Here’s Melissa and me last month. We worked together fifteen years ago.
When I started working there, in 1995 or 96, it was in part so I could be closer to my favorite beer, Paulaner hefeweizen, which at the time–and perhaps still–was not on tap anywhere else.
I remember a little girl on roller skates helping us set tables, unobtrusively helping her mom, Erinn, and me prep for the evening crowd. She was about the age my son is now–maybe 6. We never lost touch over the years, and I watched her grow into a teen soccer star, an all around brilliant student–she graduated with a degree in accounting from UA–and she’s in her second year of UA law school. Oh, and she’s the daughter of the owner. Who’s name is not Zachary, but we’ll get to that later.
Yes, it was messy. Yes, there was a long wait for pizza. Yes, the service was sometimes slow or confusing.
I have a lot of insight to all these “issues”. As for the latter, Zachary’s is the only place I’ve worked where one person seated customers (there was nearly always a waiting list to maintain as well), took their orders, poured and served drinks (including beer) served food, and bussed. On a busy night, two or three people could barely keep up.
Messy–well, yeah. There wasn’t much money for repairs, and certainly not enough to hire outside help. As far as the wait for pizza–those things took a lot of time to bake, and were made to order, and that’s that
I’m sure there was room for improvement–isn’t there always? Many of the employees suggested that the owner raise the prices on the pizza and beer. We thought he undercharged. The pizzas were huge and they could be made smaller. As a waitress, it was difficult to convince a group of 3 or 4 that a small was likely enough food–most people can eat only one slice, maybe two. A six-slice small pizza would rarely be finished by a small group.
More about the owner, who’s name is in fact Dave (his adult son is named Zachary). He is hardworking, stubborn, highly intelligent, frustrating at times, and possesses great integrity. He and I fought quite a bit over the years I was there, but I still have much respect for him. By all accounts he has always been an amazing father to Jessica. I remember him leaving to take her to soccer practice, returning to work, leaving again to pick her up. He was her primary caretaker, and did a fabulous job.

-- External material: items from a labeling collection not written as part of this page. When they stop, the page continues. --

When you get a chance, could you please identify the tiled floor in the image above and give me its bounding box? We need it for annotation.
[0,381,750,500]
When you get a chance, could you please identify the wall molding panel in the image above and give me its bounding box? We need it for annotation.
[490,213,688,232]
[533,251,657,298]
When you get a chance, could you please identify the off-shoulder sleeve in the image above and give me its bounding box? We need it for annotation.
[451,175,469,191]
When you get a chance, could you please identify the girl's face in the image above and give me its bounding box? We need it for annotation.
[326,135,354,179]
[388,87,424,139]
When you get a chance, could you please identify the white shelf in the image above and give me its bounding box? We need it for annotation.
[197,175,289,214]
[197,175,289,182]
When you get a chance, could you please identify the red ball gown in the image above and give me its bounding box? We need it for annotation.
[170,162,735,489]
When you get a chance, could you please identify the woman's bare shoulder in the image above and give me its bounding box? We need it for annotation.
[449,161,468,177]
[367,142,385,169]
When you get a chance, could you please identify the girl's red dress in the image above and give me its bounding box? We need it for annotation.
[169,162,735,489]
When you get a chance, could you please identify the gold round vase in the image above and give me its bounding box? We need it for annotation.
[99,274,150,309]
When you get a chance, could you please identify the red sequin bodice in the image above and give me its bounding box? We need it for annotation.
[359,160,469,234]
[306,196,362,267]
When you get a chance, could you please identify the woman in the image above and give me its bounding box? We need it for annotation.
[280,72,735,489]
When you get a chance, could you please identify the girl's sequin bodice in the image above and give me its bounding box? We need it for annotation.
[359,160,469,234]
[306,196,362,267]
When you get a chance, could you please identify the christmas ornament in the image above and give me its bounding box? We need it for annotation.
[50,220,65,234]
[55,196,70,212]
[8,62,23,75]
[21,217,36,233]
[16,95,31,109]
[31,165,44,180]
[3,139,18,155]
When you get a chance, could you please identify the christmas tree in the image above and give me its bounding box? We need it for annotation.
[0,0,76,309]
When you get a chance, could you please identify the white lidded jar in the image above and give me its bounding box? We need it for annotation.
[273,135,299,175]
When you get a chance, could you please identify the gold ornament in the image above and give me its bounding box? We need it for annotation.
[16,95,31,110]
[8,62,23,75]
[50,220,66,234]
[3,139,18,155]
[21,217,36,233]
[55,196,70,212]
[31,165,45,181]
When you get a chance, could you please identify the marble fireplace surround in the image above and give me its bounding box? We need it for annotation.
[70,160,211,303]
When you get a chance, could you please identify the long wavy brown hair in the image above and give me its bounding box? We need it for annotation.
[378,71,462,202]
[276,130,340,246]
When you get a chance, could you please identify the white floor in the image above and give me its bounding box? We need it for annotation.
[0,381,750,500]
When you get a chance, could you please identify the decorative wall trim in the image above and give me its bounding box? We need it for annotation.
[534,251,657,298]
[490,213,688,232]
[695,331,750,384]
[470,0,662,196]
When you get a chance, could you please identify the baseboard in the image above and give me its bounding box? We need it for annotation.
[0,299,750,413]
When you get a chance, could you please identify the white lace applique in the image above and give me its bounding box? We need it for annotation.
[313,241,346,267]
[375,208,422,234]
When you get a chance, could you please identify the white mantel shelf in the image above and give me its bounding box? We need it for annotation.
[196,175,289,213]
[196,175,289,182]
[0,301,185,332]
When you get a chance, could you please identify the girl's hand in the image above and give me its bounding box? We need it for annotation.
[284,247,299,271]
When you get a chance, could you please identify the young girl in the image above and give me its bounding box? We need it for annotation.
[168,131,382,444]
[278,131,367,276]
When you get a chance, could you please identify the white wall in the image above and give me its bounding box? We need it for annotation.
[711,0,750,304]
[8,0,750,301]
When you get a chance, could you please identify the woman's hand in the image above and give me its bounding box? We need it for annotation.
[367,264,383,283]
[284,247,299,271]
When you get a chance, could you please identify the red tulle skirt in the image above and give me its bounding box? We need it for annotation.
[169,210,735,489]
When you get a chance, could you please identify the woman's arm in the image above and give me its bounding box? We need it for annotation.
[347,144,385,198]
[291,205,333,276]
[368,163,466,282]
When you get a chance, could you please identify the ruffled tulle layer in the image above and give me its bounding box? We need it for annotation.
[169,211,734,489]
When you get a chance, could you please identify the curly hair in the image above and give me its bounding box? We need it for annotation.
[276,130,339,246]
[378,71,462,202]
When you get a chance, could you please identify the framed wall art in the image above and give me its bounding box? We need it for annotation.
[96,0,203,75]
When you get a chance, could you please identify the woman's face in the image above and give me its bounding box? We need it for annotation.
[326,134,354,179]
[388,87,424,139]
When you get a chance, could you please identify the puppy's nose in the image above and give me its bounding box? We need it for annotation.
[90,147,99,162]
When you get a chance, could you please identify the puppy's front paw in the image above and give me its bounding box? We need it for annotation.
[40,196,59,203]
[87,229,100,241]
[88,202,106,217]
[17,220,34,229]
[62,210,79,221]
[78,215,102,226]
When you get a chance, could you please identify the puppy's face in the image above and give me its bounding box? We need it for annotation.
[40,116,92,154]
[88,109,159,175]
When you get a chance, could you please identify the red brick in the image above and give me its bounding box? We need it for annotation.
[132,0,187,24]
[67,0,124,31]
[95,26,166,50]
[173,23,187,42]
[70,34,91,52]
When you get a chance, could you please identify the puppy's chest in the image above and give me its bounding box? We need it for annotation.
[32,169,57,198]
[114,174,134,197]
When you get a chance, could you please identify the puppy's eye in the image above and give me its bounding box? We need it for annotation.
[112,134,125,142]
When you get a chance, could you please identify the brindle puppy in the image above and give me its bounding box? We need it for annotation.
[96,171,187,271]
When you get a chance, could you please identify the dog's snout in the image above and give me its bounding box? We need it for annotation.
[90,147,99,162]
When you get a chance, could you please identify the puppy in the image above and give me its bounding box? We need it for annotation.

Here he is last week, in typical Dave attire, hacksaw in hand. No idea what he was trying to fix, but there was always something.
And now for more faces from Zachary’s, taken over the last couple of weeks.
Elisa, a waitress, UA student, and Jessica’s best friend:
Christy, who was already a seasoned Zachary’s waitress when I started and worked there till the very end–yesterday. Her son was also kindergarten age when I started there, and he’s now a man. Christy is loyal, hardworking, and is an iconic face of Zachary’s:
And The Other Julie, smart and beautiful and generally fabulous and the mother of three little kids:
This is the table in the back where David Hileman would sit after his shift, drinking a beer and smoking. David died tragically last year, and there was a small, homespun memorial inside Zachary’s, with a PowerPoint of David’s artwork. Most of the attendees knew him from work, reminding me once again that Zachary’s served as a family for many of us at different times.
And it’s always hard to say goodbye to family.